A natureza dessa discussão está no fato de a indústria de transformação, em meados da década de 1980, representar cerca de 25% do produto total gerado pela economia, passando para uma participação não superior a 12%, em 2012. Salienta-se que, nos anos de 1980, os produtos industriais eram majoritários na pauta exportadora, ao passo que, atualmente, representam menos de um terço. Essa mudança vem se intensificando pelo aumento acelerado do preço das commodities agrícolas e minerais dos últimos anos, produtos em que o Brasil detém vantagem competitiva e exporta em grande quantidade. Diante desse cenário, a entrada de reservas internacionais provocada por essas exportações aprecia a taxa de câmbio e, como resultado, os produtos industriais encontram cada vez maiores dificuldades para competir com os produtos importados.

Porém, mesmo que esta hipótese não seja consensual na literatura econômica, cada vez mais encontra defensores nos meios acadêmicos e políticos devido a questões como o aumento das exportações de produtos primários, a apreciação da taxa de câmbio, as altas de juros e a redução da participação da indústria no produto e no emprego agregado total, questões estas oriundas de fatores como política de estabilização, taxas elevadas de juros e a abertura desordenada da economia brasileira no início da década de 1990, o que determinou que este processo se acelerasse de forma abrupta na economia brasileira.
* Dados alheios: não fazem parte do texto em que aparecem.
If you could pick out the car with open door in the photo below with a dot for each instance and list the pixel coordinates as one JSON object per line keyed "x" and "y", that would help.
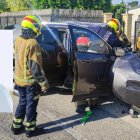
{"x": 88, "y": 67}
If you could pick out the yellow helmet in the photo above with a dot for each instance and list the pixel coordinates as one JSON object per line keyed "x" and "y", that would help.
{"x": 114, "y": 23}
{"x": 33, "y": 23}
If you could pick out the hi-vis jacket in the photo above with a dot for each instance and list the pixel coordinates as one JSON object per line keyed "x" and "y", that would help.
{"x": 138, "y": 43}
{"x": 28, "y": 63}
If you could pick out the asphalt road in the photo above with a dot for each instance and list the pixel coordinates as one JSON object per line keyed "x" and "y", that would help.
{"x": 110, "y": 120}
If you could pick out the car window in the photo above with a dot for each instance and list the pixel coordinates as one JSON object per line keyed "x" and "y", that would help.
{"x": 87, "y": 41}
{"x": 49, "y": 36}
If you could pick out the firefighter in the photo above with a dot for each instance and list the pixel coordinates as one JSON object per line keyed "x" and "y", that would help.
{"x": 138, "y": 42}
{"x": 29, "y": 76}
{"x": 123, "y": 38}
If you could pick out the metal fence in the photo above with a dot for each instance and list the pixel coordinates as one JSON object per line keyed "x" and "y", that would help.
{"x": 137, "y": 29}
{"x": 57, "y": 15}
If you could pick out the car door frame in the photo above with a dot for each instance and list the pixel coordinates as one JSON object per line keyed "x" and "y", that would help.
{"x": 95, "y": 94}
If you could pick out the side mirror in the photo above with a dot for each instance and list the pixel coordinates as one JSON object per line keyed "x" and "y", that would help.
{"x": 119, "y": 52}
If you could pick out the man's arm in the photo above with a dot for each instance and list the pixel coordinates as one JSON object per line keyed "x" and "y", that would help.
{"x": 35, "y": 66}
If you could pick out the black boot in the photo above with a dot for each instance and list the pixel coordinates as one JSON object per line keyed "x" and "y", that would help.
{"x": 36, "y": 132}
{"x": 17, "y": 131}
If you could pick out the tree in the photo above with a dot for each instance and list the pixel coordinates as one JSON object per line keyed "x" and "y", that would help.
{"x": 134, "y": 3}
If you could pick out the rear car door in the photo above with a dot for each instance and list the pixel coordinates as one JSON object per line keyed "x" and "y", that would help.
{"x": 51, "y": 45}
{"x": 91, "y": 64}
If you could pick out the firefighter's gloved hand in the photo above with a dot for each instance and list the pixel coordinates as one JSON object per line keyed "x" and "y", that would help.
{"x": 45, "y": 87}
{"x": 128, "y": 49}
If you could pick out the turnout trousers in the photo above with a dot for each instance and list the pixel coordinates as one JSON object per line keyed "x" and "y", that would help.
{"x": 28, "y": 101}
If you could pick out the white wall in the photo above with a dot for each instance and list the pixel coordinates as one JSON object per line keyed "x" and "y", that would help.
{"x": 6, "y": 59}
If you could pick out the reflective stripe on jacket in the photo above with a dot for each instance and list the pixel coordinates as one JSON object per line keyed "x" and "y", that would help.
{"x": 28, "y": 62}
{"x": 138, "y": 43}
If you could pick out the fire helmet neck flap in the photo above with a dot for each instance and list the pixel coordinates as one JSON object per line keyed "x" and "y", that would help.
{"x": 32, "y": 22}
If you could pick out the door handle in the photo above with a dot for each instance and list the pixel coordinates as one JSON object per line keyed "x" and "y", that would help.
{"x": 86, "y": 61}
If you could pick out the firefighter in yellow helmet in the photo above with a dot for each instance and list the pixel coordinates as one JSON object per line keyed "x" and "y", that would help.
{"x": 138, "y": 42}
{"x": 114, "y": 24}
{"x": 123, "y": 38}
{"x": 29, "y": 75}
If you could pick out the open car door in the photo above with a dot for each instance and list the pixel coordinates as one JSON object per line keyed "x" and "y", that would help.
{"x": 91, "y": 63}
{"x": 51, "y": 45}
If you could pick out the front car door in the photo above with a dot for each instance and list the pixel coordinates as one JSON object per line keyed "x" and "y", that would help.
{"x": 91, "y": 65}
{"x": 52, "y": 47}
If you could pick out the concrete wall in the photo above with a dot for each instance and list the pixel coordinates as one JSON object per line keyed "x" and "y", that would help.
{"x": 56, "y": 15}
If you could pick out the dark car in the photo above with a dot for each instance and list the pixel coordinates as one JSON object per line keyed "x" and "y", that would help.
{"x": 88, "y": 67}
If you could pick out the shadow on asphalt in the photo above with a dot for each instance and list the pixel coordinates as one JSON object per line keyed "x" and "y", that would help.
{"x": 98, "y": 114}
{"x": 57, "y": 90}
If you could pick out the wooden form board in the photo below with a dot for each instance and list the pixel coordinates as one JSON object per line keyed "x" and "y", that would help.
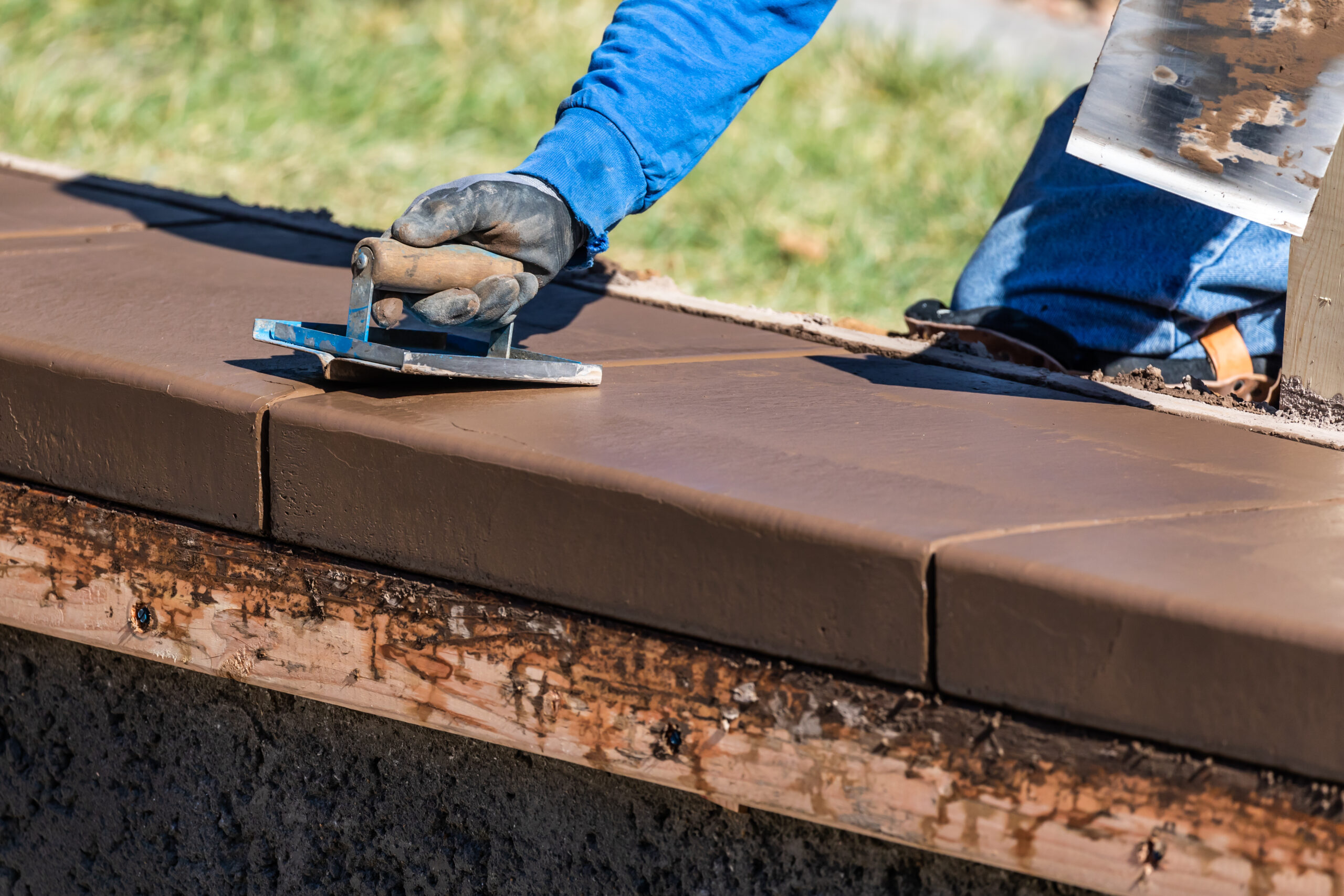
{"x": 1314, "y": 321}
{"x": 742, "y": 731}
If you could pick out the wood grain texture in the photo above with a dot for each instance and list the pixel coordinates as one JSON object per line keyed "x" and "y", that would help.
{"x": 1314, "y": 325}
{"x": 742, "y": 731}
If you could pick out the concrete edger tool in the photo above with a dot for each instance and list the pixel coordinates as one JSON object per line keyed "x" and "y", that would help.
{"x": 382, "y": 333}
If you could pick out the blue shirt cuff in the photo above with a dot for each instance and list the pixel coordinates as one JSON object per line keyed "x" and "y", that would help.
{"x": 593, "y": 167}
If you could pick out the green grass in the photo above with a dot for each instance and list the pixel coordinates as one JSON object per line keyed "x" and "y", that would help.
{"x": 878, "y": 171}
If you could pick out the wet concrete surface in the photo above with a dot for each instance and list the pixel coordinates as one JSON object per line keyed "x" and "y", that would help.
{"x": 785, "y": 504}
{"x": 710, "y": 487}
{"x": 1220, "y": 632}
{"x": 120, "y": 775}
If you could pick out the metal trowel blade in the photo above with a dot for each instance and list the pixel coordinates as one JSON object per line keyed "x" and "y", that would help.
{"x": 1234, "y": 104}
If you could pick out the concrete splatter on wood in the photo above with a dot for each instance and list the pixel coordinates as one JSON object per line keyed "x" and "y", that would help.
{"x": 740, "y": 730}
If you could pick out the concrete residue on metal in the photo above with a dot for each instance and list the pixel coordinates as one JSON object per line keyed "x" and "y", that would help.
{"x": 893, "y": 763}
{"x": 1230, "y": 102}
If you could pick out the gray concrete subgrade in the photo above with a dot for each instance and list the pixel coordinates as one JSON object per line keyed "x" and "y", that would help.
{"x": 120, "y": 775}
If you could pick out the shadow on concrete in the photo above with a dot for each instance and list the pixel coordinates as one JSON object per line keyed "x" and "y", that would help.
{"x": 890, "y": 371}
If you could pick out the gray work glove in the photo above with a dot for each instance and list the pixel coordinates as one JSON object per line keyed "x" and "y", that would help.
{"x": 511, "y": 215}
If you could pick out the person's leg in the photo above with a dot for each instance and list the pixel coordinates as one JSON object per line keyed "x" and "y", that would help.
{"x": 1122, "y": 268}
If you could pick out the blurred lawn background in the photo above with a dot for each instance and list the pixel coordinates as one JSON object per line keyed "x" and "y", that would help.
{"x": 858, "y": 181}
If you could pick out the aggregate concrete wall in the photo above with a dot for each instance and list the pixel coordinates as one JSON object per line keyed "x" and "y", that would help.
{"x": 120, "y": 775}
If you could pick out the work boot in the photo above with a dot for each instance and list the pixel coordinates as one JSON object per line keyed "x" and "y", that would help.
{"x": 1227, "y": 367}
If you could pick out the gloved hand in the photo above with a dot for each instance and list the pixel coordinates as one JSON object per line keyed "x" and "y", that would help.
{"x": 511, "y": 215}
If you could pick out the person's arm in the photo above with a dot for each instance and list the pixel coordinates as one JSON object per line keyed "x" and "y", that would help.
{"x": 666, "y": 82}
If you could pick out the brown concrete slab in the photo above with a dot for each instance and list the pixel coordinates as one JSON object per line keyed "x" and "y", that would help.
{"x": 127, "y": 363}
{"x": 1221, "y": 633}
{"x": 585, "y": 327}
{"x": 779, "y": 504}
{"x": 41, "y": 206}
{"x": 128, "y": 368}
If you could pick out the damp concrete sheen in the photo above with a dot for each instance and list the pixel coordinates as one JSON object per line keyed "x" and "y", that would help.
{"x": 723, "y": 483}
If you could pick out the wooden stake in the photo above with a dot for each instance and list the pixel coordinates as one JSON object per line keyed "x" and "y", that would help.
{"x": 1314, "y": 328}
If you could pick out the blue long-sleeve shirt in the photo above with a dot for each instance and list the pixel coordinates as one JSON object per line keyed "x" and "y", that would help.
{"x": 666, "y": 82}
{"x": 1119, "y": 265}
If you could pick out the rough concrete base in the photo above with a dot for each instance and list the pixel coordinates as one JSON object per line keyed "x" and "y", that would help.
{"x": 1299, "y": 404}
{"x": 120, "y": 775}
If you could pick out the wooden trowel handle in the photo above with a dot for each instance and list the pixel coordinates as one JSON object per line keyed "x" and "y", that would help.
{"x": 429, "y": 270}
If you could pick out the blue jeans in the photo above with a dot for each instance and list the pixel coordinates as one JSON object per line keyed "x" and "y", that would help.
{"x": 1122, "y": 267}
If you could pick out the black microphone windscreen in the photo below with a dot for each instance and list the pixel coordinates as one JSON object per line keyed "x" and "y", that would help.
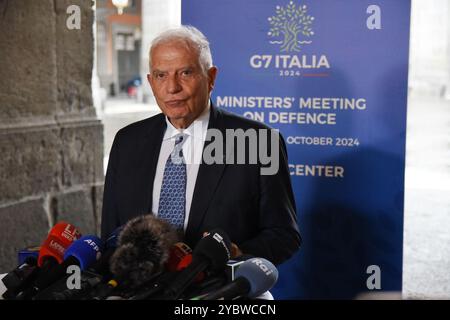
{"x": 144, "y": 246}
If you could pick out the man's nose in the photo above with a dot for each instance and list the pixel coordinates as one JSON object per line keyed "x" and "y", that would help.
{"x": 173, "y": 85}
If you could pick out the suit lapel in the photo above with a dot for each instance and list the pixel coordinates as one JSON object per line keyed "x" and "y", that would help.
{"x": 149, "y": 147}
{"x": 207, "y": 180}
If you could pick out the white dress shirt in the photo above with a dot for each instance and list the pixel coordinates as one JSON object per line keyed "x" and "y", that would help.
{"x": 192, "y": 152}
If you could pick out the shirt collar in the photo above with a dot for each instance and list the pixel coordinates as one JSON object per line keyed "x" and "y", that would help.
{"x": 196, "y": 128}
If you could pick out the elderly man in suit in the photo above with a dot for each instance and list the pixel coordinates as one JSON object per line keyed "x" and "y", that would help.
{"x": 150, "y": 170}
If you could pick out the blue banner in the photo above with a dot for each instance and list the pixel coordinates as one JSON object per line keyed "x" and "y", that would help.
{"x": 332, "y": 77}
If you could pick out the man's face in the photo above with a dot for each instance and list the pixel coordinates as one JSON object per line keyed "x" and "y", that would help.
{"x": 181, "y": 88}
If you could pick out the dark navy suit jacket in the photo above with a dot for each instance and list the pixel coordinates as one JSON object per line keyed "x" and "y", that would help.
{"x": 256, "y": 211}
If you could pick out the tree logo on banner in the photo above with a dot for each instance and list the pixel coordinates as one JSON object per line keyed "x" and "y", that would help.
{"x": 291, "y": 22}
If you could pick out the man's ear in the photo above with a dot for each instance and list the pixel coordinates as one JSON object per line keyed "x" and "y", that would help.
{"x": 212, "y": 73}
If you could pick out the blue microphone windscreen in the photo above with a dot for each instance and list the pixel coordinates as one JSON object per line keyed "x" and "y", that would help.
{"x": 86, "y": 250}
{"x": 260, "y": 273}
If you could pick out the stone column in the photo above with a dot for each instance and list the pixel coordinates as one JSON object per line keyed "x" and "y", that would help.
{"x": 51, "y": 142}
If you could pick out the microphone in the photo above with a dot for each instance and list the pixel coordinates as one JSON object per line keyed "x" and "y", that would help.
{"x": 19, "y": 278}
{"x": 25, "y": 253}
{"x": 59, "y": 239}
{"x": 82, "y": 253}
{"x": 212, "y": 251}
{"x": 50, "y": 254}
{"x": 90, "y": 278}
{"x": 253, "y": 277}
{"x": 143, "y": 251}
{"x": 177, "y": 253}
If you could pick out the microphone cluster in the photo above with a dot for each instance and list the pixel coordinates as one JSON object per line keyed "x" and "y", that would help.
{"x": 142, "y": 260}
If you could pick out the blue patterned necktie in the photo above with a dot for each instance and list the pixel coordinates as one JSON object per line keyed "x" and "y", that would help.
{"x": 172, "y": 199}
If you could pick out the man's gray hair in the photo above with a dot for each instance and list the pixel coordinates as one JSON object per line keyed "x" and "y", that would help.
{"x": 193, "y": 37}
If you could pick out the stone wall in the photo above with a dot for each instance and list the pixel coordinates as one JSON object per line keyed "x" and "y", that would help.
{"x": 51, "y": 142}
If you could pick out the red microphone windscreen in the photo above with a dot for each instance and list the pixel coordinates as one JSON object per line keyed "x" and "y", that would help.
{"x": 59, "y": 238}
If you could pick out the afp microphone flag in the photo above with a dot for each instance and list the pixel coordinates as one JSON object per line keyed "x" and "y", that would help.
{"x": 332, "y": 77}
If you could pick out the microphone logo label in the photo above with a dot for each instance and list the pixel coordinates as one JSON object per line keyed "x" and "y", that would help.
{"x": 219, "y": 239}
{"x": 262, "y": 266}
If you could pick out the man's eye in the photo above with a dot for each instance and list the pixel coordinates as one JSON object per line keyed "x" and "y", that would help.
{"x": 186, "y": 73}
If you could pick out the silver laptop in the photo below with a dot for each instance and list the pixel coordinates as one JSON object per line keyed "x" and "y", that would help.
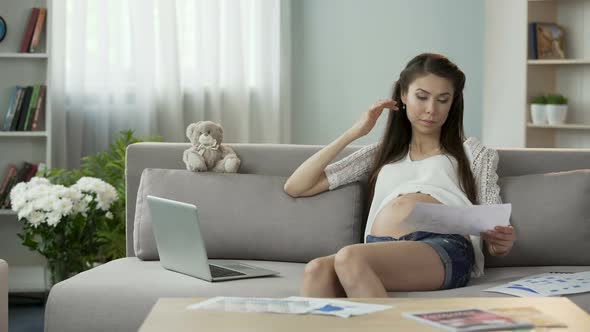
{"x": 181, "y": 246}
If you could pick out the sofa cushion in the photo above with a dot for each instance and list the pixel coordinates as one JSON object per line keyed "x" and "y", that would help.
{"x": 551, "y": 216}
{"x": 249, "y": 216}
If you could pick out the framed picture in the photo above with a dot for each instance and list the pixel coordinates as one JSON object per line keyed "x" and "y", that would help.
{"x": 549, "y": 41}
{"x": 2, "y": 29}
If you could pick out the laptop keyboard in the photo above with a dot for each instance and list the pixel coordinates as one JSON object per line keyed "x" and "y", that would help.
{"x": 219, "y": 272}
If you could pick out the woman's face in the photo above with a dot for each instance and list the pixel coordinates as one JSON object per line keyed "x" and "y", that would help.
{"x": 428, "y": 102}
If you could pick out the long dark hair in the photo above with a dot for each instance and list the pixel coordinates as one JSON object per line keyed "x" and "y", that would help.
{"x": 398, "y": 134}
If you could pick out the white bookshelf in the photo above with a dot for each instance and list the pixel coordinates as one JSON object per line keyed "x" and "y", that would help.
{"x": 511, "y": 79}
{"x": 27, "y": 268}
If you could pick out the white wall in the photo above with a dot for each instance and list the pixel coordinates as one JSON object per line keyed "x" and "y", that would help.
{"x": 347, "y": 54}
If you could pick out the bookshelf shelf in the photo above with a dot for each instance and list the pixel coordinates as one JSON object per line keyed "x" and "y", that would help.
{"x": 24, "y": 55}
{"x": 573, "y": 126}
{"x": 513, "y": 77}
{"x": 7, "y": 212}
{"x": 23, "y": 134}
{"x": 25, "y": 71}
{"x": 560, "y": 62}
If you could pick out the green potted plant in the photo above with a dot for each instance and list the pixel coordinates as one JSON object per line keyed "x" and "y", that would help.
{"x": 556, "y": 108}
{"x": 538, "y": 113}
{"x": 108, "y": 237}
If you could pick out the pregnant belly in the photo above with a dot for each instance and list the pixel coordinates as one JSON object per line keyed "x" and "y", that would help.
{"x": 388, "y": 221}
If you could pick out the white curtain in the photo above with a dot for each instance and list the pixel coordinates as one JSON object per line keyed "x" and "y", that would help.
{"x": 155, "y": 66}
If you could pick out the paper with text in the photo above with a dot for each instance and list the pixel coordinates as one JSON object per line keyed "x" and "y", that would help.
{"x": 472, "y": 220}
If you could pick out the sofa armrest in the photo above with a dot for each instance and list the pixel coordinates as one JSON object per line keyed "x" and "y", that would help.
{"x": 3, "y": 296}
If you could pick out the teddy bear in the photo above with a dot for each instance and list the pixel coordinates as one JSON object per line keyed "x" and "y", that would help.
{"x": 207, "y": 153}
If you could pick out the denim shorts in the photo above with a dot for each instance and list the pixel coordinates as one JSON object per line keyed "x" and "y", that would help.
{"x": 455, "y": 251}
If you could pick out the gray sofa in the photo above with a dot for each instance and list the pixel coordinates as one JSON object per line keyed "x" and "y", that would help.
{"x": 247, "y": 216}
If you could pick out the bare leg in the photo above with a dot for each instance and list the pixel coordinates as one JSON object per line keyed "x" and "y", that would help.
{"x": 320, "y": 279}
{"x": 370, "y": 270}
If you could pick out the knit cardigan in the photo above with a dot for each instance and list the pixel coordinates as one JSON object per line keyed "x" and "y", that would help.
{"x": 484, "y": 163}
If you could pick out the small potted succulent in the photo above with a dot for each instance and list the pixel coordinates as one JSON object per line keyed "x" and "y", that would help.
{"x": 538, "y": 114}
{"x": 556, "y": 108}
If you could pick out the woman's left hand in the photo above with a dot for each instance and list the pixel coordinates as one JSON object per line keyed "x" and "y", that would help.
{"x": 500, "y": 240}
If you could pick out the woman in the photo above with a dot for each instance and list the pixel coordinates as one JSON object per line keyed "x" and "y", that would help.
{"x": 422, "y": 157}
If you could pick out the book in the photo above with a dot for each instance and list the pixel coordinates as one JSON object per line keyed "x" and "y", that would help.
{"x": 26, "y": 41}
{"x": 533, "y": 41}
{"x": 549, "y": 41}
{"x": 473, "y": 319}
{"x": 35, "y": 125}
{"x": 38, "y": 30}
{"x": 19, "y": 118}
{"x": 31, "y": 108}
{"x": 14, "y": 98}
{"x": 530, "y": 314}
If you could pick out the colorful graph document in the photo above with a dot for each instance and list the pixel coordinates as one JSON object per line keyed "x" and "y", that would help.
{"x": 292, "y": 305}
{"x": 546, "y": 284}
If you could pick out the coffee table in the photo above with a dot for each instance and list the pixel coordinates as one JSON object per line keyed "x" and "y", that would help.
{"x": 169, "y": 314}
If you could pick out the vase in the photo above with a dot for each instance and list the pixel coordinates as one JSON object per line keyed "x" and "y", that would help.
{"x": 538, "y": 114}
{"x": 556, "y": 114}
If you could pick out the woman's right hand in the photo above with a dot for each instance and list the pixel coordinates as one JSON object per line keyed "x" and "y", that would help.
{"x": 369, "y": 118}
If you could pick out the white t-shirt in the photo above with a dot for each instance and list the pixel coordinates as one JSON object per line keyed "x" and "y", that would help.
{"x": 442, "y": 184}
{"x": 435, "y": 175}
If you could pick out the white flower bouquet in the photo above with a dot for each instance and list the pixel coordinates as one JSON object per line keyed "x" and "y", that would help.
{"x": 62, "y": 223}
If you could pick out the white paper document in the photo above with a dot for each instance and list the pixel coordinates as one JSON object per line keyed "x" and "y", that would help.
{"x": 443, "y": 219}
{"x": 292, "y": 305}
{"x": 546, "y": 284}
{"x": 341, "y": 308}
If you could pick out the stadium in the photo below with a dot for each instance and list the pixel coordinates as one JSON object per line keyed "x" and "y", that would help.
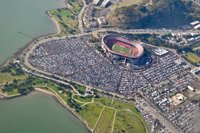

Independente de o país estar passando ou não por um processo de desindustrialização, o que é indiscutível é o que setor industrial precisa urgentemente de medidas e ações visando aumentar a sua competitividade. Tais ações poderiam estar consubstanciadas em uma ampla política industrial e de comércio exterior, somada a uma política macroeconômica consistente e de longo prazo.

Neste sentido, alguns pontos devem ser considerados, tais como a redução dos custos de transação, melhoria das condições de infraestrutura e de logística, aumento dos investimentos públicos e privados, diminuição da carga tributária e das taxas de juros, desvalorização cambial e ações visando aumentar a inovação tecnológica. Caso estes fatores sejam superados, o que não é um desafio fácil, o setor industrial passará ainda mais a ter um papel estratégico para a balança comercial e para o crescimento econômico.